Because it’s not as if he started this. This whole time, he has been the one reaching out, offering out that shattered heart to me with both hands, like in that ring he wears. And I kicked my feet against the ground and went I don’t knoooooooow, Lio, I don’t knooooow, and what was I expecting to happen? Did I think he’d wait?

But he did. I don’t ever want to give him a reason to stop.

My stomach feels warm all of a sudden.

He waited for me.

He says, “I called your brother.”

“What?”

“I was sad and I called your brother.”

“You’re not going to kill yourself. Don’t say that.”

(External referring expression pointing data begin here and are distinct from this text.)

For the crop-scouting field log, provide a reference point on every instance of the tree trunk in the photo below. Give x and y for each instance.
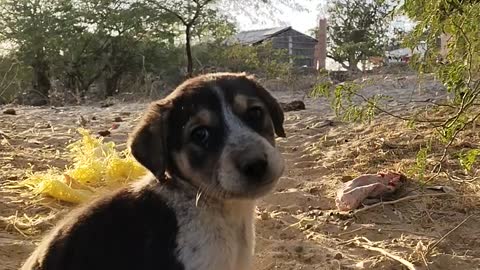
(111, 84)
(41, 81)
(188, 30)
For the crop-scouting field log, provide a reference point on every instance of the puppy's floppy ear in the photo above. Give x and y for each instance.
(273, 107)
(148, 142)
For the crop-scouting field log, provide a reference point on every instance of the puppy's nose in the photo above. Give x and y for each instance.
(254, 169)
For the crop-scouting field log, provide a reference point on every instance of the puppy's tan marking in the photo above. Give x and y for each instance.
(240, 103)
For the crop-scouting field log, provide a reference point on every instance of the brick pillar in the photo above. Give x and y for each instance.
(321, 47)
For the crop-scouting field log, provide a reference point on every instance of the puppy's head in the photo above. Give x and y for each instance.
(216, 131)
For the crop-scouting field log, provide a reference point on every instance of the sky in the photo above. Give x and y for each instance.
(301, 20)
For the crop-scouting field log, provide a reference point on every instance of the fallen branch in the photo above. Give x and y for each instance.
(399, 259)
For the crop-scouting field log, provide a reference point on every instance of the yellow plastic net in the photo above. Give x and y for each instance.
(96, 165)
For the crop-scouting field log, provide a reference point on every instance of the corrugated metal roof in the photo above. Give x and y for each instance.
(255, 36)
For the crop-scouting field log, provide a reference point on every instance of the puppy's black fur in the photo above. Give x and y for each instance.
(135, 228)
(124, 230)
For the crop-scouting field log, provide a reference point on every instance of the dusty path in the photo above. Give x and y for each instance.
(294, 227)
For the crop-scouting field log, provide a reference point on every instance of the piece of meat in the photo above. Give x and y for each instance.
(354, 192)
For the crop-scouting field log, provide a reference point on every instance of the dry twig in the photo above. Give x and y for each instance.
(430, 248)
(384, 252)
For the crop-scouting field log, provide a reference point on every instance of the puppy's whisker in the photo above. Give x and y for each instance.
(197, 199)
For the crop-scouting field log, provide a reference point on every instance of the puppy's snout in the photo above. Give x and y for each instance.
(254, 169)
(251, 163)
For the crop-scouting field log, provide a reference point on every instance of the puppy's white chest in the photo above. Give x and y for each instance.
(210, 240)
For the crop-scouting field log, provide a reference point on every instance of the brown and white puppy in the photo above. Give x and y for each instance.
(210, 148)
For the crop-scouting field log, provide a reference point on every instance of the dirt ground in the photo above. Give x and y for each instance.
(296, 228)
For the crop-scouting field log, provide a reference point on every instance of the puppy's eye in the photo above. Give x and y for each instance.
(254, 113)
(200, 135)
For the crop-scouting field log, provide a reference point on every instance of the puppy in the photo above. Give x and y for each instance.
(210, 150)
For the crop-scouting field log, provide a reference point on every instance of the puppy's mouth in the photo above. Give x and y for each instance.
(249, 190)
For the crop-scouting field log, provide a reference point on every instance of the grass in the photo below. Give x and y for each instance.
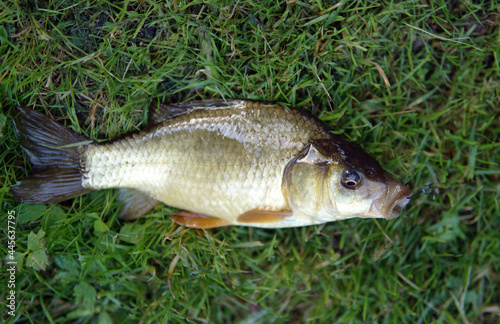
(416, 83)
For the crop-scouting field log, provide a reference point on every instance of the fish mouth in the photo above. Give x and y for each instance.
(391, 204)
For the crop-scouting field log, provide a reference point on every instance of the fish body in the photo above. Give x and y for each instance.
(234, 162)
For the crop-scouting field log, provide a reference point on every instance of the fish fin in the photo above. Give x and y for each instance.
(135, 203)
(54, 153)
(160, 112)
(196, 220)
(263, 216)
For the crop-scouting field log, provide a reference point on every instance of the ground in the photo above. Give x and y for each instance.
(415, 83)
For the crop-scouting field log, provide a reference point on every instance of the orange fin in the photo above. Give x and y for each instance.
(198, 220)
(263, 216)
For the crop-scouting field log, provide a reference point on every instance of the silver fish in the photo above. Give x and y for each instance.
(225, 162)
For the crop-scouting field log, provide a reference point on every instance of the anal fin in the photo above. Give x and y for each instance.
(135, 203)
(263, 216)
(196, 220)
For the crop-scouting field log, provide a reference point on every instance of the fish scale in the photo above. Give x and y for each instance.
(226, 162)
(204, 167)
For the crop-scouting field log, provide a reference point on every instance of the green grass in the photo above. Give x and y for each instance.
(416, 83)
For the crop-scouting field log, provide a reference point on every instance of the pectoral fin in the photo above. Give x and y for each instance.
(263, 216)
(135, 203)
(198, 220)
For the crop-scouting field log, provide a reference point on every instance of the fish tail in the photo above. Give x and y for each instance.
(54, 153)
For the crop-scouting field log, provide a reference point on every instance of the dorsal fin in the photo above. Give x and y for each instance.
(159, 112)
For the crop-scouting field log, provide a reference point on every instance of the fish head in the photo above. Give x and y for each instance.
(338, 180)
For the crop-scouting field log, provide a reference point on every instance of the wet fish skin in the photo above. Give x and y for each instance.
(244, 163)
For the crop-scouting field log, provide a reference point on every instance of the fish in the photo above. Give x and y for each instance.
(218, 162)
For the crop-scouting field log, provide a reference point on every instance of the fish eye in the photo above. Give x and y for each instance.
(350, 179)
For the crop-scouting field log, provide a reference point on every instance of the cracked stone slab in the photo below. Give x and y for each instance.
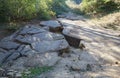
(71, 36)
(53, 25)
(3, 56)
(57, 73)
(46, 59)
(49, 36)
(31, 30)
(46, 46)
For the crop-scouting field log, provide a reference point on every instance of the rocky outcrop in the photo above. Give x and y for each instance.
(31, 40)
(53, 25)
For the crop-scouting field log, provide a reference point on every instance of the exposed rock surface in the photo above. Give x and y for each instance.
(28, 42)
(53, 25)
(36, 47)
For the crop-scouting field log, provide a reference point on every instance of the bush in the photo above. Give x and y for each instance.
(28, 9)
(96, 7)
(24, 9)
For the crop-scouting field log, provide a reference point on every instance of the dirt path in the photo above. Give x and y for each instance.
(102, 45)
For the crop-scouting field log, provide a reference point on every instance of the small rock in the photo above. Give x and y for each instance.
(53, 25)
(47, 59)
(71, 37)
(8, 45)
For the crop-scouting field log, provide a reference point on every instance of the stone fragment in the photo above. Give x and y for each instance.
(71, 37)
(53, 25)
(46, 59)
(8, 45)
(47, 46)
(31, 30)
(4, 56)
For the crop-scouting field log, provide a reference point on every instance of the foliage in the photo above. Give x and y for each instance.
(24, 9)
(59, 6)
(96, 7)
(35, 71)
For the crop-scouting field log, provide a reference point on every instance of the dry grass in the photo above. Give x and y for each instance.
(111, 21)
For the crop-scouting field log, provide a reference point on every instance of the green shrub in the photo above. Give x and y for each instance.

“It’s his day off. I called him at your house.”

I breathe. “What did he say?”

“He said, ‘Don’t kill yourself, Lio.’”

“Don’t do it.”

“I’m not gonna. I promised. You know what, Craig? This is love in the time of shit,” he says, and then he’s throwing up again.

“Yeah,” I say. “But love love love love love love.”

I kneel next to Cody and wipe the tears off his cheeks. “Don’t cry,” I whisper to him. “I will always love you. I promise.”

Because I can give him that, but I can never get back to the place where it will mean anything to him. I kiss his cheek to close the door.

Once I’m in the guest dorms, the internet finally decides to tell me, at 3 a.m., that a man was shot six hours ago in Ashland, Virginia.

He was in a parking lot outside a restaurant.

It couldn’t have been me or Lio or Cody, because we’re all out of town. And none of us would have been in Virginia, anyway. It really couldn’t have been Lio, logically. It could not have been Lio.

But

it could have been Lio.

And I can’t get that thought out of my brain no matter what I do. It could have been Lio. We fought and we hung up and what if it had been Lio?

I still don’t believe it could have been me. I don’t know if I ever will. I don’t know if that stupid heartbeat in my head is ever going to shut up enough for me to realize that I’m human even though I am some big bad invincible teenager me me me. But Lio, Lio is human, Lio is a stupid imperfect human with stupid hair who gets drunk and stupid like a heart-aching fifteen-year-old and it could have been him and that is enough reason to be concerned.

This guy who was shot was thirty-seven, but twenty-two years ago he might have been someone’s Lio.

It could have been Lio.

There could have been a sniper in New York tonight.